After taking the backseat to investors’ concerns lately, U.S.-China trade tensions are back in the spotlight. Indeed, tensions never really went away after the signing of the phase one deal, and COVID has brought forward longstanding issues with China’s conduct of policy. Noncompliance of phase one purchases, which in any case are subject to market forces in the agreement, is not the issue at hand. We think the recent escalation underscores broadening bi-partisan sentiment against China within the U.S. and souring relations with other countries (Source: Politico)[i].
Moreover, COVID has emboldened U.S. priorities for protectionism and economic security and accelerated pre-corona trends toward decoupling and reshoring. The U.S. is acting with Huawei restrictions while proposing legislation to delist Chinese companies from U.S. exchanges and sanctions over human rights abuses. In its latest bravado, the U.S. administration issued a broad critique of China’s economic and military policies, from IP theft and protectionism to human rights.

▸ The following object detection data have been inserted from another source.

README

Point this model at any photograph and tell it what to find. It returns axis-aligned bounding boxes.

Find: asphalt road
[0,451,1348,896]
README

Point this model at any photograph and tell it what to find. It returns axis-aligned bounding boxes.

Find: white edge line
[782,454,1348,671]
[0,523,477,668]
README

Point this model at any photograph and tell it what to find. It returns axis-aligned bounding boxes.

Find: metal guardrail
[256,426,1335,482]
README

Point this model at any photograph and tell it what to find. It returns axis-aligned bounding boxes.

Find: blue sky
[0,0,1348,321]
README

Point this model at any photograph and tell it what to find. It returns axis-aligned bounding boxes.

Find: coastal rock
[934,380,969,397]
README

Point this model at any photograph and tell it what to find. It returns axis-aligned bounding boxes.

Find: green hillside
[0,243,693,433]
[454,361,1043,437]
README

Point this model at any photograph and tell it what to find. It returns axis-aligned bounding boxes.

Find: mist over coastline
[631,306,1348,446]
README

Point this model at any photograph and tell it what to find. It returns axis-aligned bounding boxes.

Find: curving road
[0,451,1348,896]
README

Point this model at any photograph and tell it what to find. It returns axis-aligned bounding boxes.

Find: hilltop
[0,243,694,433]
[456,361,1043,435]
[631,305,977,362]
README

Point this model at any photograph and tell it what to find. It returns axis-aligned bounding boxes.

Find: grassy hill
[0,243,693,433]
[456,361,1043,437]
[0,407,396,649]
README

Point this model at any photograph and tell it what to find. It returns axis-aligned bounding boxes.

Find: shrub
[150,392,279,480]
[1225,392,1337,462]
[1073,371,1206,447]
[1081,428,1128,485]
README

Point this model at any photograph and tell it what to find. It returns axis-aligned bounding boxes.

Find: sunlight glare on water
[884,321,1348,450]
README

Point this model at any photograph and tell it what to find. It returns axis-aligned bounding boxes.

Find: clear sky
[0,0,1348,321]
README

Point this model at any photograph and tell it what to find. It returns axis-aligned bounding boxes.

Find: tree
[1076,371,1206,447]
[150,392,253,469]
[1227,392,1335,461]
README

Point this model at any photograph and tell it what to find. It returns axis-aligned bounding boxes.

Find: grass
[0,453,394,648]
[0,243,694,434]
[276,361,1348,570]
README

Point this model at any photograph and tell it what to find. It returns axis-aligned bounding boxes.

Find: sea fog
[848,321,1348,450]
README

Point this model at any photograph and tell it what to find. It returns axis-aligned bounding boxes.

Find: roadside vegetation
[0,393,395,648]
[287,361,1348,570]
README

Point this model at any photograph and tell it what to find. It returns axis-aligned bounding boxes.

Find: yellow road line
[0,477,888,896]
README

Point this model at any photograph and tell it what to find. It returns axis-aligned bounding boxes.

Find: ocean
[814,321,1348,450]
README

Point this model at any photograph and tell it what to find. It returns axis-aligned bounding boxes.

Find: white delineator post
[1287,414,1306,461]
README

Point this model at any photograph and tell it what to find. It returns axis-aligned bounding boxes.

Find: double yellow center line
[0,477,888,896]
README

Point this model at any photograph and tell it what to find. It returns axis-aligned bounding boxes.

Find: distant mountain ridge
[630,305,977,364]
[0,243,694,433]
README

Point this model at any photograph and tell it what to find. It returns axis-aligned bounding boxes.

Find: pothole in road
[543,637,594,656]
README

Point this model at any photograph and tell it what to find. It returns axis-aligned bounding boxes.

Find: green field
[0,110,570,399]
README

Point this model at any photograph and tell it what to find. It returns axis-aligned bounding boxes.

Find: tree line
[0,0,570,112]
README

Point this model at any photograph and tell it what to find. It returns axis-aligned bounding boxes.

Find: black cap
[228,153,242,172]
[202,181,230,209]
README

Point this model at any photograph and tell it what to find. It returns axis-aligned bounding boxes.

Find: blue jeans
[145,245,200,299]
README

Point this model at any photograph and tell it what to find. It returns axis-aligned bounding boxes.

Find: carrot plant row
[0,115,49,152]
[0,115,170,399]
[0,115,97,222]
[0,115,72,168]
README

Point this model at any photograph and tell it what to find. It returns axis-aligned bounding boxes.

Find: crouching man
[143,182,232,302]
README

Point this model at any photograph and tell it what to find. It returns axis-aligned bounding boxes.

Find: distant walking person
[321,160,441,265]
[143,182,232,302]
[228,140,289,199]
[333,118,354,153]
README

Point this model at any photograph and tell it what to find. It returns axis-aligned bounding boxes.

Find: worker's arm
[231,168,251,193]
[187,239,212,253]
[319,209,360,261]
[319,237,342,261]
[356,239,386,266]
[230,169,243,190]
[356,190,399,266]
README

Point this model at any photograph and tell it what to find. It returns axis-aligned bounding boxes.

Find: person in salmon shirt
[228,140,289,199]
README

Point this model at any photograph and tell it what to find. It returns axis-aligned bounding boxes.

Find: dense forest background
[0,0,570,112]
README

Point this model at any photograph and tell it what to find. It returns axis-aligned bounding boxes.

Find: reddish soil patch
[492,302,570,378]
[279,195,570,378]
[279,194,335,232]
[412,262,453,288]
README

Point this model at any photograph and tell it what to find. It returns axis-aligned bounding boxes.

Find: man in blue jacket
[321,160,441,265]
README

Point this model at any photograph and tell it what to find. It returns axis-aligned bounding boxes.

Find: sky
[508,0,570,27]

Exposed are risk-correlated commodity countries such as Canada and Asian assets, limiting the scope for USD weakness and putting our EM overweight at risk. However, we are less concerned about U.S.-China trade tensions this time around. We think markets will continue shrugging harsh language as long as tariffs aren’t imposed again. Asian equities (Chart 2) may be less exposed thanks to rebounding Chinese growth, supported by infrastructure spending. The Presidential election and the economy’s feeble state will also motivate Trump to avoid risk-off measures like tariffs and stick to a toughening stance instead. That said, we firmly believe that tensions are here to stay with scope for more non-tariff barriers. Finally, protectionism and reshoring are among the pre-corona trends (such as info tech disruption and retail apocalypse) that the pandemic has accelerated.